In the case of all-MiniLM-L6-v2 we have reached a 1.2% improvement (not remarkable, but still an upgrade).

Where ft-Q shines: processed embeddings

However, embeddings are not always used in their normalized form. Sometimes, there are use cases where encoding requires the embedding to be processed (ex. in the case of covariate encoding). We can use the following theoretical diagram as a way to understand in which cases ft-Q can be better utilized:

the more the feature skew from a perfect normalisation, the more ft-Q is effective, image by Author

The vectors that are the result of an extra processing step are not necessarily normalized: we could normalize them again and only then apply quantization, but we can cast two birds with one stone by using ft-Q as a single operation (in addition to its small improvement even after a non-perfect normalization).

Conclusion

In conclusion, this article attempts to propose a more granular approach to quantization. Originally, the reason for developing this algorithm was to solve performance issues of processed embeddings, but after proper experimentation, it has proved useful even in a regular scenario.

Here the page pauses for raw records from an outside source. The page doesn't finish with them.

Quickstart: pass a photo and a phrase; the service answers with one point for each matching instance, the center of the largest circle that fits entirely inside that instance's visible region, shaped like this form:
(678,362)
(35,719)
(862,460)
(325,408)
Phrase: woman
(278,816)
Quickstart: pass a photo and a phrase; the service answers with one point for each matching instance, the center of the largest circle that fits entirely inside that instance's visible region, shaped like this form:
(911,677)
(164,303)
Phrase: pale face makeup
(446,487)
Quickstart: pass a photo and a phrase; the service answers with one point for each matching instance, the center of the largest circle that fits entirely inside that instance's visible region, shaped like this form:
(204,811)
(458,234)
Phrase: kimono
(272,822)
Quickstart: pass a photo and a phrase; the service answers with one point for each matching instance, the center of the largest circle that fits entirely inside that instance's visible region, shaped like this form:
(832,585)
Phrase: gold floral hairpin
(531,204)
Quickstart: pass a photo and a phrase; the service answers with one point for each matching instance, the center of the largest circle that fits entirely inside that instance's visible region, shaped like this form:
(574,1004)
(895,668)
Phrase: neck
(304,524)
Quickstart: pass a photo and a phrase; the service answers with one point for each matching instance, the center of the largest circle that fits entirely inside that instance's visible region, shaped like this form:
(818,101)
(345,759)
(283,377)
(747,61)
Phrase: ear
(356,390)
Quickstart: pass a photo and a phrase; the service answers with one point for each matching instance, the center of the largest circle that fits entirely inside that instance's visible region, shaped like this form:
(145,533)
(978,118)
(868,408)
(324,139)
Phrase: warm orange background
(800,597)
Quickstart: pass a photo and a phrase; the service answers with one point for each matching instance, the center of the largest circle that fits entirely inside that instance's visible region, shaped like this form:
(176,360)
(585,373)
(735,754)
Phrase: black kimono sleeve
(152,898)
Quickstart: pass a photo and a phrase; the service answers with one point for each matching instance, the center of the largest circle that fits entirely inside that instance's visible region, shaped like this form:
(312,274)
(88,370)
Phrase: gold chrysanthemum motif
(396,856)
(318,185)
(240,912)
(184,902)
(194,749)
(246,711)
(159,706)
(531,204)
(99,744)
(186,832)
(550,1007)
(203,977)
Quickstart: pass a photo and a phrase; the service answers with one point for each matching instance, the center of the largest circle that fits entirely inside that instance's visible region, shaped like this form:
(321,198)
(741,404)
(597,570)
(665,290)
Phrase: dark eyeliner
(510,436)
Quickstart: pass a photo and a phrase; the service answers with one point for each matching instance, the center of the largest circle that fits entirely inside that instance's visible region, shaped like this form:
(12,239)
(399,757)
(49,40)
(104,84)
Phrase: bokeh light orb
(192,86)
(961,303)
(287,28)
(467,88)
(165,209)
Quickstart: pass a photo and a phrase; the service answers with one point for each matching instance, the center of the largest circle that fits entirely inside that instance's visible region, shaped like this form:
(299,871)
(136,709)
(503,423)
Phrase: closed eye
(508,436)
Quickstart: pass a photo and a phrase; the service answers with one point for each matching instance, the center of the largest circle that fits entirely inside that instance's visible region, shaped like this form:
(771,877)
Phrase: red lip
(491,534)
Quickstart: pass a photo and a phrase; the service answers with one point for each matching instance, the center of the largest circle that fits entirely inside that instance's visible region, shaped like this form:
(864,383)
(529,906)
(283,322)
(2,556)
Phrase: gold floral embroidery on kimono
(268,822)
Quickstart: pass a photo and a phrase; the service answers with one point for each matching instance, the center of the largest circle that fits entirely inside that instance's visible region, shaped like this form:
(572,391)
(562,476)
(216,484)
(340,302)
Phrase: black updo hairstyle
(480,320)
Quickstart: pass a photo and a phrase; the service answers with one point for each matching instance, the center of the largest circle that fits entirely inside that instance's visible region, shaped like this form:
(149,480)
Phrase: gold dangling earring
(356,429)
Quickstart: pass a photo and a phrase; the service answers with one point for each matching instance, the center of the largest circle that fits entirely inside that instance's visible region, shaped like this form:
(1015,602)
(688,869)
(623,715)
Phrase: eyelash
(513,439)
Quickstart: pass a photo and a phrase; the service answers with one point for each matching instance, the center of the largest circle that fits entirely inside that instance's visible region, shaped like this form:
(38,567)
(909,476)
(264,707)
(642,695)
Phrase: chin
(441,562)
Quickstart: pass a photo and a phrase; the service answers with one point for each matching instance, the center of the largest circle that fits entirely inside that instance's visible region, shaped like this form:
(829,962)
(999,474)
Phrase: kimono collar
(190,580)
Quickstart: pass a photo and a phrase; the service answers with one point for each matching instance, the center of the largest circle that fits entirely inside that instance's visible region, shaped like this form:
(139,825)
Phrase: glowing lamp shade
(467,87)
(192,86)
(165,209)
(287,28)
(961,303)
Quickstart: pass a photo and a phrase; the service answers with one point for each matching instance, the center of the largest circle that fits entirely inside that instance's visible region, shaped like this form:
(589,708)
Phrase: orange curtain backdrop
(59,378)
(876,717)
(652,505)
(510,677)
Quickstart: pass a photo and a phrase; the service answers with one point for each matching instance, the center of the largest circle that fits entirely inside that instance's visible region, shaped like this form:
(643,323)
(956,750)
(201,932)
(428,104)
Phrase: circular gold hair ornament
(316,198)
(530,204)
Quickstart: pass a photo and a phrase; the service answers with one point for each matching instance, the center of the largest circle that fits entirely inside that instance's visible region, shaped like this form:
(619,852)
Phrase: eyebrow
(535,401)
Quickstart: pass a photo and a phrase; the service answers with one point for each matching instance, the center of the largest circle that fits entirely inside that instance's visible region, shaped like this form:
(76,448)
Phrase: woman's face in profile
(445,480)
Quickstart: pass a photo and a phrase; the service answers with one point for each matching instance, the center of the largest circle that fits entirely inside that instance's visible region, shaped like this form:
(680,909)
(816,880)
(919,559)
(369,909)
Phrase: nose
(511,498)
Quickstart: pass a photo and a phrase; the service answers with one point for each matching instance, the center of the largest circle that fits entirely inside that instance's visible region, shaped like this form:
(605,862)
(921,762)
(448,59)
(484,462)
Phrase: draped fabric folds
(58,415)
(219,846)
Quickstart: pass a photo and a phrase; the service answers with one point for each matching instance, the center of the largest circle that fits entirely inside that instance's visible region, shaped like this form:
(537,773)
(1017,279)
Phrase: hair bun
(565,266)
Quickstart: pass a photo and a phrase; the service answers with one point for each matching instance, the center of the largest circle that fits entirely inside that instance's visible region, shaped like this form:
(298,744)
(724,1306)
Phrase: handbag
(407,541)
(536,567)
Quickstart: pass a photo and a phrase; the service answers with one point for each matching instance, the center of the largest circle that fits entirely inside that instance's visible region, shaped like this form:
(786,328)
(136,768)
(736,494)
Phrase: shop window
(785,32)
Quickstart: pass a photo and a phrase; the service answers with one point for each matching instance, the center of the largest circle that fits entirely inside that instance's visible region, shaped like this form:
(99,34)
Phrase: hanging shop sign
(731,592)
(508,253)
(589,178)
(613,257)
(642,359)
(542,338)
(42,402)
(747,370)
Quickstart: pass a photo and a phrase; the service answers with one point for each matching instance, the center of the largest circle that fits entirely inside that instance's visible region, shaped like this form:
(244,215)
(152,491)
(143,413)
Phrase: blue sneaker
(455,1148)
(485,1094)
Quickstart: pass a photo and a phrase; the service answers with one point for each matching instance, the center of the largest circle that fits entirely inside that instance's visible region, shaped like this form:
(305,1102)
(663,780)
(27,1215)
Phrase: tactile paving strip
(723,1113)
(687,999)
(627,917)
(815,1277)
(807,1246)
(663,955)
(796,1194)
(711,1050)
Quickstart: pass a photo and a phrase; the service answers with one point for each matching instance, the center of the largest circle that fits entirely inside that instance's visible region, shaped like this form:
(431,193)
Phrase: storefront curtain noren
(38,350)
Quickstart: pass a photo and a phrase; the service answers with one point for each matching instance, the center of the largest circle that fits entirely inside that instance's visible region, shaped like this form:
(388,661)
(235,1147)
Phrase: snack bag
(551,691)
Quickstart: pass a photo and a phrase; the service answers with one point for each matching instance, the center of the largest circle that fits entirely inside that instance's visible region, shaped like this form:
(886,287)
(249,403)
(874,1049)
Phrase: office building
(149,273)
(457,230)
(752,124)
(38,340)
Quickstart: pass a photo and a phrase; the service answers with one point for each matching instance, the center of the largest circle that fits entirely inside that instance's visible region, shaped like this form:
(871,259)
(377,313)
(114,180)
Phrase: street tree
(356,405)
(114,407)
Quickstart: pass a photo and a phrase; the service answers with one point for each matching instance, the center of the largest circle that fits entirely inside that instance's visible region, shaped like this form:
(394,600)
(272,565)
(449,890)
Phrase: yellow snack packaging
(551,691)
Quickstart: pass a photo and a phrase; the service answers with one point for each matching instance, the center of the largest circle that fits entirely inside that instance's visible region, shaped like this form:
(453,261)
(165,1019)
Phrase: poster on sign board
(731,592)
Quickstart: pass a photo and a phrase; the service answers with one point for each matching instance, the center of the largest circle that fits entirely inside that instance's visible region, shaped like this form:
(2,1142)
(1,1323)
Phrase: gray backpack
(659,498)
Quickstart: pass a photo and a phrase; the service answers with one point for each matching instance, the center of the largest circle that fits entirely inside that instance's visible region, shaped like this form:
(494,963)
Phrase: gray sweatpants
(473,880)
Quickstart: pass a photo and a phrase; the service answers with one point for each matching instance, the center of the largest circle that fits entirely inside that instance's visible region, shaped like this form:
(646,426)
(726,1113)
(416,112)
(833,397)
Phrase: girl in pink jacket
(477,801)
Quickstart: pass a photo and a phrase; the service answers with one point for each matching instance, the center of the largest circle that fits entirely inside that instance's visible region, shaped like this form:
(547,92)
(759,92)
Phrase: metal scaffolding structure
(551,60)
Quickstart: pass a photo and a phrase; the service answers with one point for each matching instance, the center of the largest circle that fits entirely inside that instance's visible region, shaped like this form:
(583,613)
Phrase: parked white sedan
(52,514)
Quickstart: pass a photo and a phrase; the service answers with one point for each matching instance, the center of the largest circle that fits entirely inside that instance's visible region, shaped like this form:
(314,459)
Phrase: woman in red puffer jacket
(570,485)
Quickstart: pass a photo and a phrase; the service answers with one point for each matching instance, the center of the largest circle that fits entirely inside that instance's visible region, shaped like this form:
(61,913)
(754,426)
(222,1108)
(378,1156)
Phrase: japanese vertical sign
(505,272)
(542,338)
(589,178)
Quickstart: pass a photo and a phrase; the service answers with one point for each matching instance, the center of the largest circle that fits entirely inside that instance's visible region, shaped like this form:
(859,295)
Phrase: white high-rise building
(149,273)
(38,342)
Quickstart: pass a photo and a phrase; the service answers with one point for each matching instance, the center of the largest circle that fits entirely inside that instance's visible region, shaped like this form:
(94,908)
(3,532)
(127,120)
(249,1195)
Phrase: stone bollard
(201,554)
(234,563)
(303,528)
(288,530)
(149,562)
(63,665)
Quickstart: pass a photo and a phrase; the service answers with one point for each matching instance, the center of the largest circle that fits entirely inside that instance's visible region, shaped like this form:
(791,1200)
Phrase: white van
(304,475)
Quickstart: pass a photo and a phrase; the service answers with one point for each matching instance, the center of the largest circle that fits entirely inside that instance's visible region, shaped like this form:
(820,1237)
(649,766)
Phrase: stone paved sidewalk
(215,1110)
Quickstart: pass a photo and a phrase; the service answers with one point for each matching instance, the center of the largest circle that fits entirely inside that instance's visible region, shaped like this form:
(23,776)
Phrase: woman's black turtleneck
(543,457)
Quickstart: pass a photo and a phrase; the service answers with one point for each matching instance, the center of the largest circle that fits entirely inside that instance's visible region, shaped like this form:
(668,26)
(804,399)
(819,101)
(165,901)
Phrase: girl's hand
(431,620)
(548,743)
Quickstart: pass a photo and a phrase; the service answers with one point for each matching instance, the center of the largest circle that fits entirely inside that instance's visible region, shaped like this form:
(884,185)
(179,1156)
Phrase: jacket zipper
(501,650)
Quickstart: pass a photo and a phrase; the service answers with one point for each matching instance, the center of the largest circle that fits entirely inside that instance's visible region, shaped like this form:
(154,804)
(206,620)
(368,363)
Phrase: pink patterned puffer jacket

After the popularization of LLM and more complex vector databases, memory management and performance improvements are becoming increasingly relevant in the space of information retrieval, hence it is our responsibility to familiarize ourselves with them and propose new and better solutions.

Time will tell if new and smarter data compression approaches will join the scene. For now, you can make the best use of this algorithm.


Introducing ft-Q: Improving Vector Compression with Feature-Level Quantization was originally published in Towards Data Science on Medium, where people are continuing the conversation by highlighting and responding to this story.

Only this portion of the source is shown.